Questa traccia porta in dote questioni ben più profonde. Siamo nel 1913, e l’India è colonia britannica; in quel periodo c’è molta diffidenza verso coloro che provengono dalle colonie, ma soprattutto nei riguardi dei coloni, considerati inferiori a qualunque livello già per il solo fatto di essere stati assoggettati. La parabola del geniale matematico diventa perciò occasione per approntare un discorso più ampio, quantunque venato di un certo anacronismo, su un non meglio precisato razzismo, o comunque insofferenza verso una parte di mondo considerata sottosviluppata. I luminari del Trinity College non possono accettare che un selvaggio sia così dotato, ed in una delle svariate scene piuttosto didascaliche che compongono il film, Ramanujan viene richiamato minacciosamente da un professore perché lo aveva anticipato nella conclusione di un’equazione.

Il rapporto tra Srinivasa ed Hardy rimane comunque centrale, e a dire il vero si lascia seguire. Da un lato abbiamo uno che crede fermamente nella divinità, tanto da dire «un’equazione per me non ha senso, se non rappresenta un pensiero di Dio»; dall’altro un ateo convinto, che nella divinità vede per lo più una superstizione. La matematica diventa perciò l’unico elemento in comune, anche per via dell’incapacità dell’inglese di instaurare un vero e proprio rapporto. Va però operata una netta distinzione tra i temi che L’uomo che vide l’infinito solleva e come invece li solleva, sia in termini di sviluppo narrativo, che a livello di forma; la mano di Brow mi è parsa pesante ed il suo modo di riprendere l’azione a tratti distraente.

Il punto è che Ramanujan è senz’altro un genio poiché propone intuizioni che nessuno ha mai avuto prima e che hanno tutta l’aria di essere veritiere; il conflitto sta nel fatto che vani si rivelano buona parte dei tentativi di dimostrare tali intuizioni.
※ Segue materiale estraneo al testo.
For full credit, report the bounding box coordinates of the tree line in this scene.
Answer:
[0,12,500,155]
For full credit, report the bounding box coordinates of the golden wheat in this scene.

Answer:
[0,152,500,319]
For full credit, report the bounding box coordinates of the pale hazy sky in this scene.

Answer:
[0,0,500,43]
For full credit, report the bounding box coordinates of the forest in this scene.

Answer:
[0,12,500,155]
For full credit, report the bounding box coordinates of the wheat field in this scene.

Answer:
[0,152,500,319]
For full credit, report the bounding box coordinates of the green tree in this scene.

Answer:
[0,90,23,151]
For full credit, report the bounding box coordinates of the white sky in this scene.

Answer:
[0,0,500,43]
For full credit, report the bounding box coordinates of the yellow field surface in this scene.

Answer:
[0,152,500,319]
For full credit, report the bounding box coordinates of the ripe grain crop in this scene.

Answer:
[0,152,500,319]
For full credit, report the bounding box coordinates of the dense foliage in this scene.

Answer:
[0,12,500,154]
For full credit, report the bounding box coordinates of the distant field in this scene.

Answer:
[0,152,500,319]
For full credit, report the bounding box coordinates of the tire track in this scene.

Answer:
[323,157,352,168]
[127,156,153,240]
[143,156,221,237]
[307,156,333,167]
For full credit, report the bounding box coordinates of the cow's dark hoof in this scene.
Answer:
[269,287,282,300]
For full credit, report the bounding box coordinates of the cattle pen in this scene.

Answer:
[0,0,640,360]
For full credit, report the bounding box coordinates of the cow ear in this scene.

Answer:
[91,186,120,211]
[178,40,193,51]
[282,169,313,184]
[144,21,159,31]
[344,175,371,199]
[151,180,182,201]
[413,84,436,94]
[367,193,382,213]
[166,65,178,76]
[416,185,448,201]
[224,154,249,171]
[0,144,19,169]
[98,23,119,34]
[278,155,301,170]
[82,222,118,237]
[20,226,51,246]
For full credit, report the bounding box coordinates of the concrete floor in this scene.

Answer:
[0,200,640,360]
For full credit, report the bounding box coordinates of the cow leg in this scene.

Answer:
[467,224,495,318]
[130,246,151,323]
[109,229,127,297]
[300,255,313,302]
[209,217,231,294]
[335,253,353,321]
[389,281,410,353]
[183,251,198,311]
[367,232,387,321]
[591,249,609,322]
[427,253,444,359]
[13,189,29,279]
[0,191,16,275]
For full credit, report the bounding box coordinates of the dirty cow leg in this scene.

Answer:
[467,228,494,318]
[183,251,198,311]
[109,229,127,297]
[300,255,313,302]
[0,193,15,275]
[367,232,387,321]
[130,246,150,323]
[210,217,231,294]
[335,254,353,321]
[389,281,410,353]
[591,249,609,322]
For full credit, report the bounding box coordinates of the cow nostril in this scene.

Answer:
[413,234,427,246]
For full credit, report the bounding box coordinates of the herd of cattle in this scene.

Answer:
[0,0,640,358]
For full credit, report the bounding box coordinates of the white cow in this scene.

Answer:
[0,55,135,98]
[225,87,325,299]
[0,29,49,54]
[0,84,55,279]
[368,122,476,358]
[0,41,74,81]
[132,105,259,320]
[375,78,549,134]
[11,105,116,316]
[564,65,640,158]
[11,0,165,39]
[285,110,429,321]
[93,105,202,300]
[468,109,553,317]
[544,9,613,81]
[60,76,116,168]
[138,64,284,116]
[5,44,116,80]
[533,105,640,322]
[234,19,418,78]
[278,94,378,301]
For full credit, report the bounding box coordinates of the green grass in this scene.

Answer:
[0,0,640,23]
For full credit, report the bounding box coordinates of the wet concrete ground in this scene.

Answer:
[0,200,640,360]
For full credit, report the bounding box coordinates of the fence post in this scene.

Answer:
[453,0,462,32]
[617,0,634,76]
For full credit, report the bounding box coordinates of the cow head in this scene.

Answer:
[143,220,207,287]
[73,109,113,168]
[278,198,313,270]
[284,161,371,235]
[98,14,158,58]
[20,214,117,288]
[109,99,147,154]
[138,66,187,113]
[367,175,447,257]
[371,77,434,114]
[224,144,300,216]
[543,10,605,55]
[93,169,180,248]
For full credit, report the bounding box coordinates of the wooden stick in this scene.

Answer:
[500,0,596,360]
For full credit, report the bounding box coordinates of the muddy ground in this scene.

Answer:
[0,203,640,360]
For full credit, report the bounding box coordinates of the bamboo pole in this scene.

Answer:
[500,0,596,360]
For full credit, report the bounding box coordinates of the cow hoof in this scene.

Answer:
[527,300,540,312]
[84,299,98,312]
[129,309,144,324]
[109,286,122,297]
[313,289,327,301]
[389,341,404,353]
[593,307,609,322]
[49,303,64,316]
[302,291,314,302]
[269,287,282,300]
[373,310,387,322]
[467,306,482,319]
Si avverte che questa fu una stagione significativa nella storia della matematica e forse del pensiero in generale, e molto sembra si debba a questo giovane indiano se oggi un briciolo di buon senso sia sopravvissuto; siamo in un’epoca, i primi del Novecento, intrisa ancora di positivismo e razionalismo estremi, per cui l’innesto di un elemento estraneo come il genio venuto dall’India costituisce una bomba.

Va perciò riconosciuta questa capacità di renderci persuasi circa tale scenario, se non fosse però che anche L’uomo che vide l’infinito ad un certo punto stabilisce esser più opportuno adeguarsi a certe formule standard, per certi versi negando il senso stesso della storia che racconta. Perché in fin dei conti si tratta di un biopic alquanto codificato, perciò essenzialmente smunto, vitale al minimo. Rispetto ad altri recenti lavori del medesimo genere c’è di buono che Brown riesce per lo meno a prendere a priori una scelta e tutto sommato aderirvi sino alla fine. Il che non ribalta le sorti dell’operazione, che ma quantomeno lo solleva un pochino dall’anonimato di tanti altri, aleatori biopic.

[rating title=”Voto di Antonio” value=”5.5″ layout=”left”]

L’uomo che vide l’infinito (The Man Who Knew Infinity, Regno Unito, 2015) di Matt Brown. Con Dev Patel, Jeremy Irons, Devika Bhise, Toby Jones, Stephen Fry, Jeremy Northam, Kevin McNally, Richard Johnson, Anthony Calf, Padraic Delaney e Shazad Latif. Nelle nostre sale da giovedì 9 giugno.